Everyone met up at the Moose Knuckle in Coolin, ID. I had no sooner arrived and hopped out of my truck when I heard someone holler at me from across the road, “Billy Cooter.” The hollering was coming from someone I had recently befriended on Instagram but never met Cat House. It was cool to meet in person, and before long, everyone loaded up and headed up the mountain.
The day was spent doing a little photography, meeting each other, swapping stories, and setting up camp. But more importantly, Sundance is a manned lookout and the volunteer manning the lookout that week invited us up to poke around. As soon as I set foot inside the lookout and saw the elevated view, the logbooks, the Osburn, and the connection to mother nature and history, I was hooked!! This was incredibly nice as that was his home for the week, and I was ever so thankful as I descended the stairs back to ground level.
Many of the stories around camp that day were from the different photographers swapping stories about their various lookout visits. I think I was the only lookout virgin.
Before long, the sun began to go down, and the group romped around the top of the mountain, shooting sunset, silhouettes, ghost trees, Milkyway, glowing tents, and even a little light painting. Chris was patient and made sure that we newbies to night photography picked up some tips and tricks. To end the night, everyone sat around the base of the lookout to shoot long exposure star trails of the sky over the lookout. At one point, the volunteer turned on a lantern giving the lookout the perfect glow in our photos, and we all hooted and hollered like idiots. It was the last moment of glory before we retired to our tents for the night.

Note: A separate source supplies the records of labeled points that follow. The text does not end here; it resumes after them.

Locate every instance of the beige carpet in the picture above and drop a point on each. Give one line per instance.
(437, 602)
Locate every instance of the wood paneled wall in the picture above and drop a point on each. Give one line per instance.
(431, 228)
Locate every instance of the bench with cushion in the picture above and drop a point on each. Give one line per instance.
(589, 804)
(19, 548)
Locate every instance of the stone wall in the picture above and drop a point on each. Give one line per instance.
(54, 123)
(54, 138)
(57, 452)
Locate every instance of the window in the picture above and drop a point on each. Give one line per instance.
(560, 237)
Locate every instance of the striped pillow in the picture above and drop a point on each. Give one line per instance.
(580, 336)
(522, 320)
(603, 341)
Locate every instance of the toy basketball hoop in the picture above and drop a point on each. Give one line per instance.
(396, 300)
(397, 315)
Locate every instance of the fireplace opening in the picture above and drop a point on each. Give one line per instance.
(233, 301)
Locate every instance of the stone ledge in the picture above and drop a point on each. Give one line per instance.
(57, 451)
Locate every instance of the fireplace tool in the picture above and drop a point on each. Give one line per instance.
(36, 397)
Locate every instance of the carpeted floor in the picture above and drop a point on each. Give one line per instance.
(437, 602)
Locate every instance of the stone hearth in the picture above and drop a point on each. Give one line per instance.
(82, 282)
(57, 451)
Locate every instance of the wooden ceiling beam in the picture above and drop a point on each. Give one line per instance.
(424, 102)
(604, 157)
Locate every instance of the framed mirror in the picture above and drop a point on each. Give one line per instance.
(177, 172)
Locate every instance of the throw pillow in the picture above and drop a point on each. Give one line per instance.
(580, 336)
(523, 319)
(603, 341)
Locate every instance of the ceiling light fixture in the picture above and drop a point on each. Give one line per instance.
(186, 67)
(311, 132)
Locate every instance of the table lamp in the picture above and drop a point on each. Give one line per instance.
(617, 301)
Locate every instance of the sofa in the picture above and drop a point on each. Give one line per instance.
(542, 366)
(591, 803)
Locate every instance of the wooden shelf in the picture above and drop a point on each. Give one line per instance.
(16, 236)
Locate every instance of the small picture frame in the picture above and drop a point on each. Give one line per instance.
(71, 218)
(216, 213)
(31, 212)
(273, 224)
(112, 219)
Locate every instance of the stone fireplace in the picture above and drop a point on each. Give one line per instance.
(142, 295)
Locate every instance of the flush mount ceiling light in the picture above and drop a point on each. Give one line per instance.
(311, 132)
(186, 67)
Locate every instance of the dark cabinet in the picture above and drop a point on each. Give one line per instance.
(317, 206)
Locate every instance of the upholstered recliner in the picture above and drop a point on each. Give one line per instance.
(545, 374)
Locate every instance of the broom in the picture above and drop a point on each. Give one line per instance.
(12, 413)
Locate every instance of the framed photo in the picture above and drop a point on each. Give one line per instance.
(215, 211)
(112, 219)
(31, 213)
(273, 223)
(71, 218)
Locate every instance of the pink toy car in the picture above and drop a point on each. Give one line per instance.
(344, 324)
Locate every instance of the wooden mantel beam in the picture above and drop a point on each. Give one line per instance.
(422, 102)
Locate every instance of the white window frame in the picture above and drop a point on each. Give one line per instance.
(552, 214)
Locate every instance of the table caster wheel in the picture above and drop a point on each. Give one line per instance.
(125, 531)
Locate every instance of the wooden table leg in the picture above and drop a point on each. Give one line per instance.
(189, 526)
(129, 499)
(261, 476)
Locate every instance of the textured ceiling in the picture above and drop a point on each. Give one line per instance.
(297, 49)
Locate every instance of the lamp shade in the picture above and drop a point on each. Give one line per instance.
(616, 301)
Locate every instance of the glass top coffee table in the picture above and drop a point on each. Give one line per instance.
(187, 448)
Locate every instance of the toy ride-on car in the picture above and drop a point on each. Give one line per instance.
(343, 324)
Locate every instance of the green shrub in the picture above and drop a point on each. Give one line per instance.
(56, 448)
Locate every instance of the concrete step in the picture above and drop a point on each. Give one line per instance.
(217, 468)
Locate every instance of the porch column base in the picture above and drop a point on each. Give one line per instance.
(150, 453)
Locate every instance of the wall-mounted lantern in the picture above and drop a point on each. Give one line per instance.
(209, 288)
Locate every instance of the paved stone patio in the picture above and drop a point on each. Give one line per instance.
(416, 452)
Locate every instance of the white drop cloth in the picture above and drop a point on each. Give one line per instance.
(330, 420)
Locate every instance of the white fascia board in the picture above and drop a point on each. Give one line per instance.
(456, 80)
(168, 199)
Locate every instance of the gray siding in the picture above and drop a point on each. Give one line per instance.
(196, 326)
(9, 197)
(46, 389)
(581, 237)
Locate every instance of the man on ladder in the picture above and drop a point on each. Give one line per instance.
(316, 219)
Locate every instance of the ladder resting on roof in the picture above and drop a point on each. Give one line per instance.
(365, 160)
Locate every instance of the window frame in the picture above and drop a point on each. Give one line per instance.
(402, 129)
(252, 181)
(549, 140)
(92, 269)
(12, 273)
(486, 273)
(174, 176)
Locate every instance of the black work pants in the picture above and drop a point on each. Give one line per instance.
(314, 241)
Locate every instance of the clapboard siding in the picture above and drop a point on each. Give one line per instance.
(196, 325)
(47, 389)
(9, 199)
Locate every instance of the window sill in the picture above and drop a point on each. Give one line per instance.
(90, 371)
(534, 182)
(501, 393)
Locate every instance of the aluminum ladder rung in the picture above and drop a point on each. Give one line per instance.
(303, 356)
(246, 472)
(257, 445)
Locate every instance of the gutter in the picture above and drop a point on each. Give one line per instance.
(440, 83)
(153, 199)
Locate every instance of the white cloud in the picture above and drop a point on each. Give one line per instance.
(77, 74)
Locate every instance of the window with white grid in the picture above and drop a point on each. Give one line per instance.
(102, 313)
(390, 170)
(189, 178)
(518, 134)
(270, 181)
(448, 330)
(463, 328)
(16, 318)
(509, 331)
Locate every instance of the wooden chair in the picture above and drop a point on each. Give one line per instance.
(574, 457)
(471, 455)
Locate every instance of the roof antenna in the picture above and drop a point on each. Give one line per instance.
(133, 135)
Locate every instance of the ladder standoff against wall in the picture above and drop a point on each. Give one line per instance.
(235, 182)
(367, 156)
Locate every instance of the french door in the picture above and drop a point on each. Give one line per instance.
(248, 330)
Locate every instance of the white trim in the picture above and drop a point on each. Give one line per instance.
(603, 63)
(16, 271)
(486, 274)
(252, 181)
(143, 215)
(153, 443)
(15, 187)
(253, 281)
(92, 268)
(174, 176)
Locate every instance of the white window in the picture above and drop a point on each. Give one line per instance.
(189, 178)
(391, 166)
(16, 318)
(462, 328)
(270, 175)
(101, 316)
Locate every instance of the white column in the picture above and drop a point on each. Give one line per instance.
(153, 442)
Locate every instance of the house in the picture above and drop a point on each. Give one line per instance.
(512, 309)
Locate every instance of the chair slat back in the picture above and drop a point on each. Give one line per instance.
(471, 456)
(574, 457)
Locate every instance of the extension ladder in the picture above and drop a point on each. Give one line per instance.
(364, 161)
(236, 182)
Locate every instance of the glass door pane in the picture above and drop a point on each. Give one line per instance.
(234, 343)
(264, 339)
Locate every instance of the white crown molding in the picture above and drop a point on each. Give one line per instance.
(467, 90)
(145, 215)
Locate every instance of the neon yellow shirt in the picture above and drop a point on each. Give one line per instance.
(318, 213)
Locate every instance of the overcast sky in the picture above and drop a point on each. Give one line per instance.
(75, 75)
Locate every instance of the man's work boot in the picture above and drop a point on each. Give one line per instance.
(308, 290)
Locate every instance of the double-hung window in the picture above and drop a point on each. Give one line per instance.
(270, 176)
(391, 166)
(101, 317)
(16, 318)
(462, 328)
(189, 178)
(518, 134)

The next morning the volunteer admitted to Cat that he turned on the light because us noisy photographer folk woke him up. Whoops. Anyways we shot sunrise and early morning light at the lookout before heading off the mountain to shoot a local waterfall before wrapping up the photography workshop.
While I have since made my way to more remote and unique lookouts, slept in them, around them, and on their catwalks, this trip always holds a special place. In a way, I credit it with being a big part of the origin story of this very start.